The treatments will continue after they leave the jail to help them maintain their sobriety, said McGreevey, the chairman of the New Jersey Reentry Corporation, a nonprofit that works with employers and social service agencies that helps prisoners in Jersey City, Newark, Paterson and Toms River to stay sober and out of jail.

The introduction of medically assisted treatment to the jail is the latest in a series of strategies the Christie administration, law enforcement and treatment providers have used to contain the widespread addiction to heroin, fentanyl and prescribed drugs like oxycontin. Other steps include making the drug Narcan widely available because it can halt and reverse drug overdoses.

"This is a big step," McGreevey said. "We are providing for medically assisted treatment within the jail, and will be continued as people return to general society."

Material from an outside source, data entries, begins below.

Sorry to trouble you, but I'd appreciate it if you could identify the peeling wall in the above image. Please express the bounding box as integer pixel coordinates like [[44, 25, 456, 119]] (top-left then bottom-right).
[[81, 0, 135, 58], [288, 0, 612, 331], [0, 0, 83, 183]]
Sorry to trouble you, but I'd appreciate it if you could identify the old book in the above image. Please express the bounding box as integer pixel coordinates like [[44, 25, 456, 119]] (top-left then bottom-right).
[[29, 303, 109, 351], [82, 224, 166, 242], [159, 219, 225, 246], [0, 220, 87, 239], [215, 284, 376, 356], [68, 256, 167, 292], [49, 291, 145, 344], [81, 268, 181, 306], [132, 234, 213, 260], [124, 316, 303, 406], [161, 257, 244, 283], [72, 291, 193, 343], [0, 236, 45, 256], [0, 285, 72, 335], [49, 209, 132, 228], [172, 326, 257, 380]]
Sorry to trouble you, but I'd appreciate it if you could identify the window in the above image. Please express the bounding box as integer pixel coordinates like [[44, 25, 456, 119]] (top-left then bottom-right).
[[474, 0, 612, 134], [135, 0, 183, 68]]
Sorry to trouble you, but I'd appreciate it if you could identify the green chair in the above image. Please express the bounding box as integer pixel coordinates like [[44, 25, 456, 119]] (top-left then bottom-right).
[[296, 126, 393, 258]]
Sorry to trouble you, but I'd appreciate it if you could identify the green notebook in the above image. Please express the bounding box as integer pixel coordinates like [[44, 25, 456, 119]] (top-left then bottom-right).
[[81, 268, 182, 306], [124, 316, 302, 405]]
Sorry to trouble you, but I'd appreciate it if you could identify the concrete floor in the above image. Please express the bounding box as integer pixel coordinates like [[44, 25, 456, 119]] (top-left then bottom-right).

"The pernicious quality of fentanyl - it is 50 times more addictive than heroin - makes medically assisted treatment an important instrument against the battle against addiction," McGreevey said.

N.J. remains wary of addiction treatment drugs

An analysis by NJ Advance Media last year showed that the heroin overdose death rate in New Jersey was more than triple the national rate. It eclipsed homicide, suicide, car accidents and AIDS as a cause of death in the state. 

There have been 120 drug overdose deaths in Ocean County, with 93 of them have been related to heroin, McGreevey said. The county is on track to far surpass last year's death total of 118 people last year, he said.

Christie and McGreevey will be joined at the Statehouse 11:30 a.m. press conference by  Ocean County Prosecutor Joseph Coronato, who has launched the Angel program that allows addicts to to turn themselves in to the police department with the opportunity to get placed in a treatment facility or to establish a treatment plan. 

Other participants include a client in the reentry program, and a representative from Woodhaven Lumber in Ocean County, which has hired 13 people who left jail and were placed by the reentry program.